Myth #1: Innovation Only Applies to New Products
Nope. Merriam-Webster defines innovation as “a new idea, device, or method” or the “act or process of introducing new ideas, devices, or methods.” An innovation might be a product but it also might be a service, process or business model. We take the definition of innovation even further. Innovation is not only a great idea brought to market but also one that’s adopted by the customer. An innovation delivers value to both the customer and the business at the same time. Researchers have noted that most of the long lasting innovations were not product innovations but instead business model innovations, such as brand (e.g., Harley-Davidson), revenue model (e.g., Google), customer experience (e.g., Disney) and partnership innovation (e.g., Zara).
Myth #2: Innovation Is Only for a Small Number of Key Leaders in Your Organization
Hardly ever. Although some organizations have a key leader who personally drives innovation every day, like Steve Jobs, most organizations need a more repeatable and scalable process, which requires the involvement of many. Innovation is a collective endeavor and should include the diversity represented by your entire organization. You can help your team break through psychological inertia, expand the collective IQ, and develop cutting-edge ideas by applying a systematic process with unrivaled tools and techniques. The success of innovation is heavily dependent on the combined wisdom of highly diversified teams.
Myth #3: Only Certain People Are Creative
Think again. Everyone is creative, but in different ways. Some of your people are creative because they know how to innovate within the box. These people are meticulous at details and perfecting existing approaches. Other people are creative because they gravitate towards thinking outside the current system. These people are willing to question the wisdom of the status quo and explore new frontiers. Breakthroughs can come from inside or outside the box. It is the collaboration of different styles of creative problem solving that makes innovation stick.

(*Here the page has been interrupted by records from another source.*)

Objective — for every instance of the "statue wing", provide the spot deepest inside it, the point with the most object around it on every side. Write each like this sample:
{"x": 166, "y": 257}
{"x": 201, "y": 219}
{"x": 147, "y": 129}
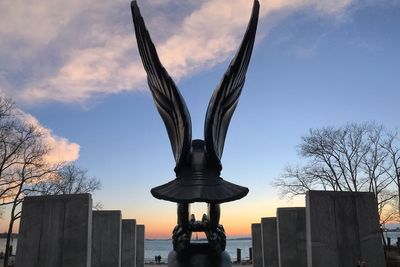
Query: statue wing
{"x": 226, "y": 96}
{"x": 167, "y": 98}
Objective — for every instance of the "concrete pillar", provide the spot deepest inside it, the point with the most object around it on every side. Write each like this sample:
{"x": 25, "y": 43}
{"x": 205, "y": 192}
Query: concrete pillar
{"x": 238, "y": 255}
{"x": 139, "y": 245}
{"x": 55, "y": 231}
{"x": 342, "y": 229}
{"x": 257, "y": 244}
{"x": 269, "y": 242}
{"x": 128, "y": 243}
{"x": 292, "y": 243}
{"x": 106, "y": 238}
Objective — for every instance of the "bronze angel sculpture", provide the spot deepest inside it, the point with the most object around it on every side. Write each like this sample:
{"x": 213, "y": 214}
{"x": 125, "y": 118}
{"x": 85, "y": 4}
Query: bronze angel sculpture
{"x": 198, "y": 162}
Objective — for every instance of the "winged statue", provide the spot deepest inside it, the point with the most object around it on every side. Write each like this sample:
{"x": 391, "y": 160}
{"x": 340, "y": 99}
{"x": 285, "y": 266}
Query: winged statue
{"x": 198, "y": 162}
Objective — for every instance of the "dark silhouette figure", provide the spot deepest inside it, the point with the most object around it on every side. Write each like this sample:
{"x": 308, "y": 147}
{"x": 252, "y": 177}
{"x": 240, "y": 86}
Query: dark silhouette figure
{"x": 198, "y": 162}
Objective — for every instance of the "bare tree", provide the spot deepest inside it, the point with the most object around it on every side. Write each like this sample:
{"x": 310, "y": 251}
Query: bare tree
{"x": 28, "y": 168}
{"x": 69, "y": 180}
{"x": 24, "y": 169}
{"x": 355, "y": 157}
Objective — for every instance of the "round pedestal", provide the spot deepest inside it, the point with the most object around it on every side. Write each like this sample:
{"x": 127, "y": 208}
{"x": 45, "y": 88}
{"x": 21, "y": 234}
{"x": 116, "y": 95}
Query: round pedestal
{"x": 199, "y": 255}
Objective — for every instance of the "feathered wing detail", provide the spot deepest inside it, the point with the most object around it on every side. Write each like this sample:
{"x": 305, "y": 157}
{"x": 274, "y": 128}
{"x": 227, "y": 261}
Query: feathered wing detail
{"x": 167, "y": 98}
{"x": 226, "y": 96}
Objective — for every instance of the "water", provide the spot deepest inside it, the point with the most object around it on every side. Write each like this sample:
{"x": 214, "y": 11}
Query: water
{"x": 163, "y": 247}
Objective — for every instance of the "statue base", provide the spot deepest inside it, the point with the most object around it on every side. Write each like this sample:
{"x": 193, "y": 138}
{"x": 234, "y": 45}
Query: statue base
{"x": 199, "y": 255}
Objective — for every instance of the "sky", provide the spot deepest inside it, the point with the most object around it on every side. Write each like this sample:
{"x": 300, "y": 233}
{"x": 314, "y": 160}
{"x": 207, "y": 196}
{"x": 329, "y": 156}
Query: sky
{"x": 73, "y": 68}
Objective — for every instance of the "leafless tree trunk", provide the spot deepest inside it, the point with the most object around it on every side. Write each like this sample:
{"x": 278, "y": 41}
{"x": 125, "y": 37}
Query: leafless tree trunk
{"x": 355, "y": 157}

Myth #4: A Business Fighting for Survival Has No Business Pursuing Innovation
Not necessarily. Innovation might be exactly what this type of organization needs. Process innovation directed at sales, marketing, customer service or manufacturing may provide short-term benefits like a quick boost in revenue or significant cost advantage. Long-term benefits gained from product or business model innovation may provide the next shot in the arm required to keep this business not just surviving, but thriving.

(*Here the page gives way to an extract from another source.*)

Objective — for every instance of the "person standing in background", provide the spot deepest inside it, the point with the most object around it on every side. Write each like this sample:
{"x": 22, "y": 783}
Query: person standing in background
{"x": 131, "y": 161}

Myth #5: A Robust Phase-Gate Product Development Process Negates the Need to Look at Innovation in a New Way
Not in our experience. Our research shows that a robust phase-gate process is necessary but not sufficient. What is often missing in a formal new product development or phase-gate process is the ability to quickly develop and test prototypes with the customer before a lot of time and money is expended. If this “front end” of innovation is missing, companies often launch a new product, service, process or business model only to discover either the assumed customer need was not real, the solution developed did not meet customer needs, or the customer does not adopt the solution after all. Instead, decouple the Front End of Innovation from the Back End of Design, so you can experiment and prototype with customers early on in a rapid, inexpensive way, minimizing time and resources perfecting the wrong solution and instead ensuring a higher probability of customer adoption in the end.
Myth #6: Putting Structure Around Innovation Hinders the Creative Process
Quite the opposite. Our years of experience have confirmed that structure does not stifle innovation; a flexible structure actually enables it! Time and time again, the most successful ideas are generated using a systematic and flexible, but not limiting, innovation method. There are numerous examples of how structure enables creativity. One example is structured programming tools that allow people to develop a vast variety of applications.
Myth #7: Innovation Comes From our Internal Organization, Not From Outside Expertise
Yes and no. You can certainly develop your own ideas, and you definitely should. At the same time, you do need an external catalyst to provoke thought and allow you to come up with better ideas yourself. Innovation requires that we collect data from multiple external sources to inform and inspire our efforts. Successful teams don’t just rely on what they already know, but rather they do their homework; they know that generating insights comes from exploring customer needs, and studying market and technology trends. These teams collect data from inside and outside their industry and draw inspiration from any source they are interested in.